Perhaps you're thinking of the criticism C. Date and his friends have uttered against existing relational databases and SQL; they say the systems and language aren't 100% relational, and should be. I don't really see any real problem here; as far as I can see you can have a 100% relational system, if you want, just by disciplining the way in which you use SQL.
What I personally keep running into is the lack of expressive power SQL inherits from its theoretical basis, relational algebra. One issue is the lack of support for the use of domain ordering, which you run into when you work with data marked by dates, timestamps, etcetera. I once tried to do a reporting application entirely in plain SQL on a database full of timestamps and it just wasn't feasible. Another is the lack of support for path traversal: most of my data look like directed graphs that I need to traverse paths in, and SQL can't do it. (It lacks "transitive closure". SQL-1999 can do it with "recursive subqueries" but I haven't seen them in actual use yet.

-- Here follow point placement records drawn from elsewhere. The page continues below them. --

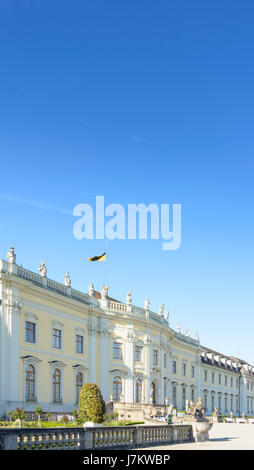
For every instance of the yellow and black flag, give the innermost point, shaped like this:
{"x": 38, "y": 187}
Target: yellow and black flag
{"x": 98, "y": 258}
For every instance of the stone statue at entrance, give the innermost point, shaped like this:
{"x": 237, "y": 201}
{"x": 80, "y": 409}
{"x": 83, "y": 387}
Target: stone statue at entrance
{"x": 198, "y": 410}
{"x": 42, "y": 269}
{"x": 11, "y": 255}
{"x": 147, "y": 304}
{"x": 161, "y": 309}
{"x": 103, "y": 293}
{"x": 128, "y": 298}
{"x": 67, "y": 280}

There are also various hacks to make SQL cope but they're ugly.) These problems are also discussed by some of Date's writings, by the way.
Recently I was pointed at .QL which appears to address the transitive closure issue nicely, but I don't know whether it can resolve the issue with ordered domains.

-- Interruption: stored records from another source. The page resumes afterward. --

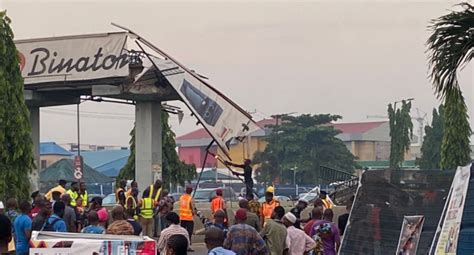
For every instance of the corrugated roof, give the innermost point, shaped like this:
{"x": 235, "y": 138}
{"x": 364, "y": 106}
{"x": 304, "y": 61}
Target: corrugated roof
{"x": 51, "y": 148}
{"x": 357, "y": 127}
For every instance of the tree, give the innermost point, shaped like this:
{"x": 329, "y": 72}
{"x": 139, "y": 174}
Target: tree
{"x": 450, "y": 47}
{"x": 16, "y": 146}
{"x": 305, "y": 142}
{"x": 431, "y": 147}
{"x": 401, "y": 129}
{"x": 174, "y": 170}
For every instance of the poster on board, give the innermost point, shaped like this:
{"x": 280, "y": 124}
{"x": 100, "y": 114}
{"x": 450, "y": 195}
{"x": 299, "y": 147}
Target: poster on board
{"x": 410, "y": 234}
{"x": 449, "y": 233}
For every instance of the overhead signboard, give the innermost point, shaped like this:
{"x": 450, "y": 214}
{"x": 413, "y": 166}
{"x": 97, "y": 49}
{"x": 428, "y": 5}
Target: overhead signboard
{"x": 220, "y": 116}
{"x": 73, "y": 58}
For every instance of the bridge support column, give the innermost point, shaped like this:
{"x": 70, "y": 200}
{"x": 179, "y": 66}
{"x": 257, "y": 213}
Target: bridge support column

Take a look at LINQ to SQL...
Tried it out a couple months ago and never looked back....
Direct answer: I don't think there's any serious contender out there. DBase and its imitators (Foxpro, Codebase etc) was a contender for a while, but I think they basically lost the database query language war. There have been many other database products that had their own query language, like Progress and Paradox and several others I've used whose names I don't remember and surely many more that I never heard of. But I don't think any other contender even came close to getting a non-trivial share of the market.
As simple proof that there is a difference between a database format and a query language, the last version of DBase I used -- many years ago now -- offerred both the "traditional" DBase query language and SQL, both of which could be used to access the same data.
Side ramble: I wouldn't say that SQL sucks, but it has many flaws. With the benefit of the years of experience and hindsight we now have, I'm sure one could design a better query language. But creating a better query language, and convincing people to use it, are two very different things. Would it be enough better to convince people that it was worth the trouble of learning. People have invested many years of their lives learning to use SQL effectively. Even if your new language is easier to use, there would surely be a learning curve. And how would you migrate your existing systems from SQL to the new language? Etc. It can be done, of course, just like C++, C#, and Java have largely overthrown COBOL and FORTRAN. But it takes a combination of technical superiority and good marketing to pull it off.
Still, I get a chuckle out of people who rush forward to defend SQL anytime someone criticizes it, who insist that any problem you have with SQL must be your own ineptitude in using it and not any fault of SQL, that you must just not have reached the higher plane of thingking necessary to comprehend its perfection, etc. Calm down, take a deep breath: We are insulting a computer language, not your mother.
Back in the 1980's, ObjectStore provided transparent object access. It was kind of like an RDBMS plus an ORM, except without all those extra leaky abstraction layers: it stored objects directly in the database.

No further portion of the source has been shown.